Date: Feb 05 2024
Slides: https://15721.courses.cs.cmu.edu/spring2024/slides/04-execution1.pdf
Reading
Raw Lecture Note
- reminder reminder reminder: OLAP systems mostly do sequential scans
- the rough “top 3 optimizations” for these systems are:
- vectorization / parallelization (SIMD)
- task parallelization
- code specialization (JIT/pre-compiling)
- In C/C++ -O3 is generally considered unsafe/too risky
- We need to:
- 1 Reduce instruction count
- 2 Reduce cycles per instruction (less cache misses, more CPU register caching)
- 3 Parallelize Execution (multi-threading)
- MonetDB/X100 from 2005 is a seminal paper that introduces a more efficient way to build OLAP query engines that makes better use of modern CPU architectures.

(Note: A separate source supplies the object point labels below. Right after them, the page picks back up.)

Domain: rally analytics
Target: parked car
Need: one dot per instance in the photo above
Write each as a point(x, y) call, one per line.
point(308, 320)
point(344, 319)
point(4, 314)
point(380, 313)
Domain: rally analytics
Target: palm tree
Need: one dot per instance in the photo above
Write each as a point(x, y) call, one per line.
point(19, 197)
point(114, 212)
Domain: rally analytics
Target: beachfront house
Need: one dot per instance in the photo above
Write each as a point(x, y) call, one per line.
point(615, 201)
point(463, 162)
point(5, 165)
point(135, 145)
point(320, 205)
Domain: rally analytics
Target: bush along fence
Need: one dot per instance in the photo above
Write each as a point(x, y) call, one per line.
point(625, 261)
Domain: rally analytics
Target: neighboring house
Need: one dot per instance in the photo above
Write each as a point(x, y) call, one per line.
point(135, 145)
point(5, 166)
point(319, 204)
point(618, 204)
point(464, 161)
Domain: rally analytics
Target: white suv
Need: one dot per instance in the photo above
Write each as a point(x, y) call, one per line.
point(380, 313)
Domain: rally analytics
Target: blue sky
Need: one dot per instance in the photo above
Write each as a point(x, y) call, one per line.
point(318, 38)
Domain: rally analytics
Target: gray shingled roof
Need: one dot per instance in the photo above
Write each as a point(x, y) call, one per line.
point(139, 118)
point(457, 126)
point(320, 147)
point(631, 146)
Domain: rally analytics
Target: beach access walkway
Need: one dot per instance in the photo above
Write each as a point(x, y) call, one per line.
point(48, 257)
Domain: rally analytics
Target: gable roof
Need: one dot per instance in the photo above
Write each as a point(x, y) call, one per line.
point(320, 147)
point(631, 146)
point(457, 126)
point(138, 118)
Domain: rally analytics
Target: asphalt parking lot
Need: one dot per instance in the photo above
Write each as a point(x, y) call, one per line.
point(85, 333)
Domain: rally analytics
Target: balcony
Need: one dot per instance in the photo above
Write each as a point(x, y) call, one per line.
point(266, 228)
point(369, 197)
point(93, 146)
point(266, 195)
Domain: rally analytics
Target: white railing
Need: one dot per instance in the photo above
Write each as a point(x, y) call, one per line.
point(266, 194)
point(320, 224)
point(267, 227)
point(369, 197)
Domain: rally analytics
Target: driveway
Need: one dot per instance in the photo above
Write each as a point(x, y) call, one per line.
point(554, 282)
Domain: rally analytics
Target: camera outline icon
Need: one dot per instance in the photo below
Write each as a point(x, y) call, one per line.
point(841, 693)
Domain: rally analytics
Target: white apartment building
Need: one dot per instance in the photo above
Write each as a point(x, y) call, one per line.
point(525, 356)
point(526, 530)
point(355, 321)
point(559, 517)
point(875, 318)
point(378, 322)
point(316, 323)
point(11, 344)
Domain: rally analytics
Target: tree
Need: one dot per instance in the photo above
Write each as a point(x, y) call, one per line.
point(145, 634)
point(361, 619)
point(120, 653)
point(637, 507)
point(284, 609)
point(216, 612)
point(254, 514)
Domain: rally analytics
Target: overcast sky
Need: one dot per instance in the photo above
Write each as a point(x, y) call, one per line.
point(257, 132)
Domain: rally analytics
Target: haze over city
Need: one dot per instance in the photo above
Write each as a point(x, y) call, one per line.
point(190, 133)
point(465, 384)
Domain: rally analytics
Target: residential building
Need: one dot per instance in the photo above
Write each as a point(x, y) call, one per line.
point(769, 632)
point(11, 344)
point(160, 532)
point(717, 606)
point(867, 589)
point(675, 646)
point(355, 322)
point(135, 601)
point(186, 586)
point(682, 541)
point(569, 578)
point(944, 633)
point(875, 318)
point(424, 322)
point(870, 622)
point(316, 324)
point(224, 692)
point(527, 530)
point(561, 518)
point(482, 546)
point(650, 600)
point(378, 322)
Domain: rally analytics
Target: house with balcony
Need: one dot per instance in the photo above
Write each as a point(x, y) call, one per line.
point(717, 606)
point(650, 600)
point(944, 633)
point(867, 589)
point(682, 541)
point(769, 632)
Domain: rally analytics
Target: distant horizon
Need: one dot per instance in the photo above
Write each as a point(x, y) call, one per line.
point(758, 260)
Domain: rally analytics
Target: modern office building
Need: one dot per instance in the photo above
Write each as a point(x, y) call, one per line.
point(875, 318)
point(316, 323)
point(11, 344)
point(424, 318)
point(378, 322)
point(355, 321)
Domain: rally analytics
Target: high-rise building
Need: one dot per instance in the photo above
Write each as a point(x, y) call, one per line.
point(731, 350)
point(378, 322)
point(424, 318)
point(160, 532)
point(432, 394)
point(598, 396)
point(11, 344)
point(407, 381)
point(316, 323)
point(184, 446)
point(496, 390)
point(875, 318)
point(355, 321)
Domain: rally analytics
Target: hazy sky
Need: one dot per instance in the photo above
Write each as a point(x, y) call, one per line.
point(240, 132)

- (this paper won a “Test of Time award”, and a lot of the ideas in it inspired Snowflake and Flink and others)
- Alright, back to undergrad - CPU Overview:
- pipelines stages
- problems
- dependencies
- branch prediction (CPUs try to predict if/else branches. When doing a sequential scan, which databases do a lot, the filter for the scan is very important)
- Apparently in C++ you can use a
likely
/ unlikely
niche syntax to hint the compiler about branch prediction. Using this is very controversial, some people argue against it as it is bad for portability and can cause more harm than good.
- Branchless code is also possible. The end result is very bizarre but it can be faster and more predictable.
- Processing Model for query execution
- Iterator Model / Volcano Model
- MySQL / pg / sql server / db2
- kind of the “obvious” model for executing a plan
- Basically it’s the tuple by tuple model. Allows for pipelining where the DBMS processes each tuple through as many operators as possible before retrieving the next tuple. The pipeline only supports at an operator which is a “pipeline breaker” - order by, join builds, subqueries, etc..
- Materialization Model
- The operator by operator model. Every operator is a pipeline breaker.
- Vectorized Model (best for OLAP)
- The a few tuples at a time model. This is what singlestore, snowflake, alloydb, databricks, duckdb all do. AKA “Array Model”, great for modern CPUs.
- Plan Processing ****Direction
- There’s top-to-bottom (pull)… Next() Next()
- There’s bottom-to-top (push model)
- snowflake
- hyper (VLDB 2011) - paper where this model was basically invented. Very good paper I should read.
- We will get back to these models.
- In the vectorized model, some tuples will be passed around that are useless (will be filtered out, or should have already been filtered out.)
- We can solve this with Selection Vectors or Bitmaps. Either of these solutions imply passing around extra information about the arrays of tuples that are being passed around. This sounds wasteful but it’s better than the Volcano model because we’re taking a lot more advantage of CPU pipelining. Especially with SIMD in the mix.